R v CM, R v MM

Failure to obtain the Attorney General’s consent

CW and MM were charged, with other individuals, on counts 1 and 2 of an indictment containing 8 counts. Counts 1 and 2 were conspiracies to supply diamorphine and cocaine to persons unknown outside of England and Wales, contrary to s.1, 1A and 3 of the Criminal Law Act 1977. The consent of the Attorney General was needed in order to initiate a prosecution, in accordance with section 4 of the Criminal Law Act 1977. However, proceedings were initiated before the Attorney General gave his consent and two preliminary hearings took place; for MM on the 31st October 2014 and for CW on the 13th November 2014. All parties were aware consent had not been obtained and no indictment was preferred at the hearings.

An application for consent was received by the Attorney General on the 6th November 2014 and consent was granted on the 1st December 2014.

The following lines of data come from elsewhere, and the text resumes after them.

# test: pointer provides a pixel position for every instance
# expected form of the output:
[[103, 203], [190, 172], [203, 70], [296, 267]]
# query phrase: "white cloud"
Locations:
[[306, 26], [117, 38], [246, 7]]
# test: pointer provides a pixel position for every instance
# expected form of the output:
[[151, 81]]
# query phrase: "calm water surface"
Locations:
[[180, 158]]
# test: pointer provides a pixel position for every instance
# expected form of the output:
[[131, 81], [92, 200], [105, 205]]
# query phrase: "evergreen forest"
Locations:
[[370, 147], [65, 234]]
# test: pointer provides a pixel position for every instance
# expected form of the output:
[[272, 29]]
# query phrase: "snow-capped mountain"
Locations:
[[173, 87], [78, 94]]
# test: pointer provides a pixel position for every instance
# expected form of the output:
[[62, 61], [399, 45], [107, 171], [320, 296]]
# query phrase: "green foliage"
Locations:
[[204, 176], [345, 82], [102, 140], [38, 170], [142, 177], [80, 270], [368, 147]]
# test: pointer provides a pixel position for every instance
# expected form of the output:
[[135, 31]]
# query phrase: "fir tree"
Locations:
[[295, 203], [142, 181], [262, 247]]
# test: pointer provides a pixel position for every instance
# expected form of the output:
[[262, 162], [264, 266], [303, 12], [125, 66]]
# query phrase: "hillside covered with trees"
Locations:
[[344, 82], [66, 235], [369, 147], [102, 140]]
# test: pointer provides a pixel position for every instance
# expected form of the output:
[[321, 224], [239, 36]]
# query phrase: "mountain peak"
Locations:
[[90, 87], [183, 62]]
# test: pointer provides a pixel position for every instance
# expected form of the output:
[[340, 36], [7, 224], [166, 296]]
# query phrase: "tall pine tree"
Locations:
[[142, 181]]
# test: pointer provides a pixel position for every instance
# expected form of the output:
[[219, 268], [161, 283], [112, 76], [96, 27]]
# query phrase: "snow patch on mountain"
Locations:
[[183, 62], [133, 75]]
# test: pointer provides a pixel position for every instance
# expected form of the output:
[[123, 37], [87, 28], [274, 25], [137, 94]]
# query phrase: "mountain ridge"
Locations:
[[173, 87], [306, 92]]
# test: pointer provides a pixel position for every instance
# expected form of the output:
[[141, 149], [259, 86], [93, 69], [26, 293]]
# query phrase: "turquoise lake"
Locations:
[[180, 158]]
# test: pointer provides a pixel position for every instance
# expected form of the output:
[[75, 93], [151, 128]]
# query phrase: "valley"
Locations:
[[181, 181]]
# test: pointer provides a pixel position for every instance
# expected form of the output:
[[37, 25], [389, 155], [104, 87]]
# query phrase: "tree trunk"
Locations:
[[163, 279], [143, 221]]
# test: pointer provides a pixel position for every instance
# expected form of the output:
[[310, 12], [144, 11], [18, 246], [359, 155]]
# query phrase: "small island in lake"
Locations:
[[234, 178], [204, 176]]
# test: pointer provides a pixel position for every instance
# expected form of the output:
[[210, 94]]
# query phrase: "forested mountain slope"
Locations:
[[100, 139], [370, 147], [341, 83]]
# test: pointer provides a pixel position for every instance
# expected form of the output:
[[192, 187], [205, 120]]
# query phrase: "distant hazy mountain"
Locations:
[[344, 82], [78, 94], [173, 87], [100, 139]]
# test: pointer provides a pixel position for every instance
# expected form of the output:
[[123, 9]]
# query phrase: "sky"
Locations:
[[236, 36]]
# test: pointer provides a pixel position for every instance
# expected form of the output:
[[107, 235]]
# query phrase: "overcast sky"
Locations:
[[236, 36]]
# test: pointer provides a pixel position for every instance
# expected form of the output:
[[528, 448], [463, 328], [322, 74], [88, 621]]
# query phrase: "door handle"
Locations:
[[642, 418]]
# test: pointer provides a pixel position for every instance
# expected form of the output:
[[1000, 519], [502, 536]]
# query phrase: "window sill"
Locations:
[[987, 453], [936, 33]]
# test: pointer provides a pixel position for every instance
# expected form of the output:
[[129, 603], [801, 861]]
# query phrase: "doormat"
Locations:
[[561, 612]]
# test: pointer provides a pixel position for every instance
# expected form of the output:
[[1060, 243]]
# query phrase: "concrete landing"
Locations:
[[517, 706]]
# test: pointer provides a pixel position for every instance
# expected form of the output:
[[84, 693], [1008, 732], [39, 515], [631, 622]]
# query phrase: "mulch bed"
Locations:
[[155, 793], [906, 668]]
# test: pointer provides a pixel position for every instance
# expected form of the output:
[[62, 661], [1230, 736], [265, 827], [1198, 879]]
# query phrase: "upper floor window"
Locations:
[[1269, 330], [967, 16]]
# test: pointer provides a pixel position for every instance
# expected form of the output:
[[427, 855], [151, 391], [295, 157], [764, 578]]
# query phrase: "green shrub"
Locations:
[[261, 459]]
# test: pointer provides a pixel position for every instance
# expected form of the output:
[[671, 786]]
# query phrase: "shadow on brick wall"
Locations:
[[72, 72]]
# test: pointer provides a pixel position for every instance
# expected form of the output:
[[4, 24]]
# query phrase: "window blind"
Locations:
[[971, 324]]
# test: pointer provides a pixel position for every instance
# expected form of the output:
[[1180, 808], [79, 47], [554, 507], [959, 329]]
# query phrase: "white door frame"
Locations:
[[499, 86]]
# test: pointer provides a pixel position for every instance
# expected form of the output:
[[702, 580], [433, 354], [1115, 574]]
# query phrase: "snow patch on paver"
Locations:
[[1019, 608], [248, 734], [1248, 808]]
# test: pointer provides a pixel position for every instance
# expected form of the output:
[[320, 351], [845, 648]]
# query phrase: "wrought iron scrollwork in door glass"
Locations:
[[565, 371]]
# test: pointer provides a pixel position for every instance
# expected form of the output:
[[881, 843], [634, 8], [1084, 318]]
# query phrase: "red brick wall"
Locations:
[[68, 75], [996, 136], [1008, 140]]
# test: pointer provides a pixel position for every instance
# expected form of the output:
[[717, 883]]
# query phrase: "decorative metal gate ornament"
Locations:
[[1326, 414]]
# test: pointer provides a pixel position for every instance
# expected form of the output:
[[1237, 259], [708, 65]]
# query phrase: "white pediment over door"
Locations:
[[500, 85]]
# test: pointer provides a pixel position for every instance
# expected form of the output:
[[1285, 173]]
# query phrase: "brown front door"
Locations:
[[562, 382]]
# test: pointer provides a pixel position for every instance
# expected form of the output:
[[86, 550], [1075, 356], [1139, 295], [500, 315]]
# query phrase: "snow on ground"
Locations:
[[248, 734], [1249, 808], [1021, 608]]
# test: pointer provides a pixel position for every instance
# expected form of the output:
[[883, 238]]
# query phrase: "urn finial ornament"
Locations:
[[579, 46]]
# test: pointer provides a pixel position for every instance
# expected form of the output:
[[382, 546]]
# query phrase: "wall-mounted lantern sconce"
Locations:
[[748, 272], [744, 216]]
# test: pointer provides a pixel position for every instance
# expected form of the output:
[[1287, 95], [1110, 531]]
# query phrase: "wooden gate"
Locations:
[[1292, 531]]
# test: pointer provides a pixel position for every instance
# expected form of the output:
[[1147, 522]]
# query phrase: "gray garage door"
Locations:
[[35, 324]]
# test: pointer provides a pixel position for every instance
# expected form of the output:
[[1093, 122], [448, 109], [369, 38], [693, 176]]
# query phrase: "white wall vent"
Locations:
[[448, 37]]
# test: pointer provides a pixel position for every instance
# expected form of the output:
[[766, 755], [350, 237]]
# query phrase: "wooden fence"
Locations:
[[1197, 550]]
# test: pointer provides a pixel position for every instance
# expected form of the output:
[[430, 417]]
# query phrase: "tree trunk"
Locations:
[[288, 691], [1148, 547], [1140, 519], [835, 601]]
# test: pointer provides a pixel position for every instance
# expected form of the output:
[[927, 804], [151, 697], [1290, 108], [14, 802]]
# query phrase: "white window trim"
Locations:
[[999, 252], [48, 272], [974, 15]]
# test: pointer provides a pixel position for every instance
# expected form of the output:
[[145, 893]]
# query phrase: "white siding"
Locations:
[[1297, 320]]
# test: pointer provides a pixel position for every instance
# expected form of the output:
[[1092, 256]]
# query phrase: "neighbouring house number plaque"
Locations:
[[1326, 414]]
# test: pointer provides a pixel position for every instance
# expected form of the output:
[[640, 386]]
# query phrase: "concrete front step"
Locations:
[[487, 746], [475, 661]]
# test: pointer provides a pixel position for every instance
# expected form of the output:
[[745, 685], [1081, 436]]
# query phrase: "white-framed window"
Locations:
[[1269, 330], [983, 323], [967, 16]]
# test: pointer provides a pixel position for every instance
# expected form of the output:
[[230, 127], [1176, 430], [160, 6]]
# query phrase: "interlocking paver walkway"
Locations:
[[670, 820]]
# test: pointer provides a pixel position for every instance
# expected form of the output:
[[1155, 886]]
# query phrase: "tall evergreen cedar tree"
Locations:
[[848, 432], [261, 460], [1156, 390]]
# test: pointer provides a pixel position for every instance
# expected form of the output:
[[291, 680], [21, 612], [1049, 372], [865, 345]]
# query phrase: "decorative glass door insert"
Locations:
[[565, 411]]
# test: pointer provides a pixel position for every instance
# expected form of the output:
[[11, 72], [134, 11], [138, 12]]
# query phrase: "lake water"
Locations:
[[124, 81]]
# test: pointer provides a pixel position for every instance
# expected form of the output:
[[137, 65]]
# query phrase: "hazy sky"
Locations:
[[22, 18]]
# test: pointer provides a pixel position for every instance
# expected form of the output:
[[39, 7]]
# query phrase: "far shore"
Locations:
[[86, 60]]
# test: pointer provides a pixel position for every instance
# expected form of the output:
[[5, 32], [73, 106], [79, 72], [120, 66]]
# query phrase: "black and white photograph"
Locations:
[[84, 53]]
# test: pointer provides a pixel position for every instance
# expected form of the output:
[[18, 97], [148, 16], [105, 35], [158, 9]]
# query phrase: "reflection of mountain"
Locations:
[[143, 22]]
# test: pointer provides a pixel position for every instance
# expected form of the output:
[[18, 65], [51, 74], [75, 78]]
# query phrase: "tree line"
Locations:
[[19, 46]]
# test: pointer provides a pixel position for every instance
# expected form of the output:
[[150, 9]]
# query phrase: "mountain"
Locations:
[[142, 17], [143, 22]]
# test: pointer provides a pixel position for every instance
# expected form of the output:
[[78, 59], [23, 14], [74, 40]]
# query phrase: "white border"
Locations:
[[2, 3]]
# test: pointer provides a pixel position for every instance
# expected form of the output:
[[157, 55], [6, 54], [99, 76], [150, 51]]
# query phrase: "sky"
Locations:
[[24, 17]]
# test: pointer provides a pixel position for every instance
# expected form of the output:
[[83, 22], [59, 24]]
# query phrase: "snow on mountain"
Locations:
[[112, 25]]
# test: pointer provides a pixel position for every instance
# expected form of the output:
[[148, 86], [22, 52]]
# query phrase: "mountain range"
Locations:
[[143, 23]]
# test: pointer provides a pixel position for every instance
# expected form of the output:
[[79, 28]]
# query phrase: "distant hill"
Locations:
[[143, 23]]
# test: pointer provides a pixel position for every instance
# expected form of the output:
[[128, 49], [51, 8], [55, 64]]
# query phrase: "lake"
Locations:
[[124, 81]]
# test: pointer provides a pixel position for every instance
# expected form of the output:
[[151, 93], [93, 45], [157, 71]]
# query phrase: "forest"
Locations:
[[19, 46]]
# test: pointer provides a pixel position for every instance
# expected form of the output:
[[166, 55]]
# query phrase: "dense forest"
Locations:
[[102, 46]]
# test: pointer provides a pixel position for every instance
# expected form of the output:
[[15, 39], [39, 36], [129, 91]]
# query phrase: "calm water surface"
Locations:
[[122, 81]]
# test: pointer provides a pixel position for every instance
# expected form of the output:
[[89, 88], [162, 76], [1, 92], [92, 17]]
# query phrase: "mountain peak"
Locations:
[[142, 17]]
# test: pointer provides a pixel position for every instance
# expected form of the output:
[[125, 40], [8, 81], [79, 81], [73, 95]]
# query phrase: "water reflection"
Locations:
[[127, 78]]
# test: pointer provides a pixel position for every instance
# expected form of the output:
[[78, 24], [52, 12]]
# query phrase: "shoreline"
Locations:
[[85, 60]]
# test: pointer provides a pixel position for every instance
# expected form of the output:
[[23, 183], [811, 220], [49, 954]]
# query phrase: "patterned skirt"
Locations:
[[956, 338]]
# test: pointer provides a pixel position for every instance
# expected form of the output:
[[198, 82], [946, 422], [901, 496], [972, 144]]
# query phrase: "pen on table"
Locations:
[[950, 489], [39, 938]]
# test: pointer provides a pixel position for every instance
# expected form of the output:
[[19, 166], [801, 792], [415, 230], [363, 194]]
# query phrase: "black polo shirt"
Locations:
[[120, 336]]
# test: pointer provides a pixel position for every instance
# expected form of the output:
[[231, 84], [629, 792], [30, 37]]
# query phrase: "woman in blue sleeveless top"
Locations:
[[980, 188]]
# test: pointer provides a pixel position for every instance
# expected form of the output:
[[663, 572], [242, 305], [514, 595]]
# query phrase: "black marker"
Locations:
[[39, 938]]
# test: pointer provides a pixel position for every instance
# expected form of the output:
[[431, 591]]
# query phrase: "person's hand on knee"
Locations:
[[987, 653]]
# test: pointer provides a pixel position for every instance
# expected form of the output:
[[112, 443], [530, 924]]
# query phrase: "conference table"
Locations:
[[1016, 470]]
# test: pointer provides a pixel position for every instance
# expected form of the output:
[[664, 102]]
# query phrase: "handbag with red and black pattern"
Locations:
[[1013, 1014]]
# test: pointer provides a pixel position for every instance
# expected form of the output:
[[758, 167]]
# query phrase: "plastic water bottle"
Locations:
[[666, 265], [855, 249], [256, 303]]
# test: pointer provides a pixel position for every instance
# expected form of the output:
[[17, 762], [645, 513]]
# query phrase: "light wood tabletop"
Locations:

The plea and case management hearing was on the 23rd January 2015, and MM pleaded guilty to both counts. CW plead guilty to count 1 and not guilty to count 2. On the 13th April 2015, the judge ruled that the indictment and proceedings were null and void because consent had not been obtained in time. The Crown applied for permission to appeal against the judge's ruling.
The issue was whether the Crown was able to rely on section 25 of the Prosecution of Offence Act 1985. This provides that a failure to obtain consent would not prevent the defendant's remand in custody or on bail. On the 15th April 2015 leave to appeal was refused.
The Crown's application for leave to appeal the judge's ruling as to CW and Count 2 was referred by the Registrar.

Held: The application was refused. Section 4 of the 1977 Act explicitly stated that consent had to be obtained before proceedings were commenced and if that did not take place the proceedings were null and void. It was not possible for section 25 to take precedence and effectively override section 4. Section 25 allowed for the lawful arrest, charging and remand in custody or on bail of a person even though consent had not been obtained. Section 25 did not address the problems that were created by a failure to comply with section 4. There were three occasions on which the proceedings could have been, or were, instituted. It was difficult to determine the reason for the Crown's delay in seeking consent.

A nationwide early guilty plea scheme (or EGP) was going to be introduced where, in every case, an early guilty plea hearing would take place within 28 days of the defendant being sent for trial. An indictment would have to be served by the time of the early guilty plea hearing or the aims of the scheme would be significantly undermined. They would also be undermined if a preliminary hearing could be held before consent was obtained.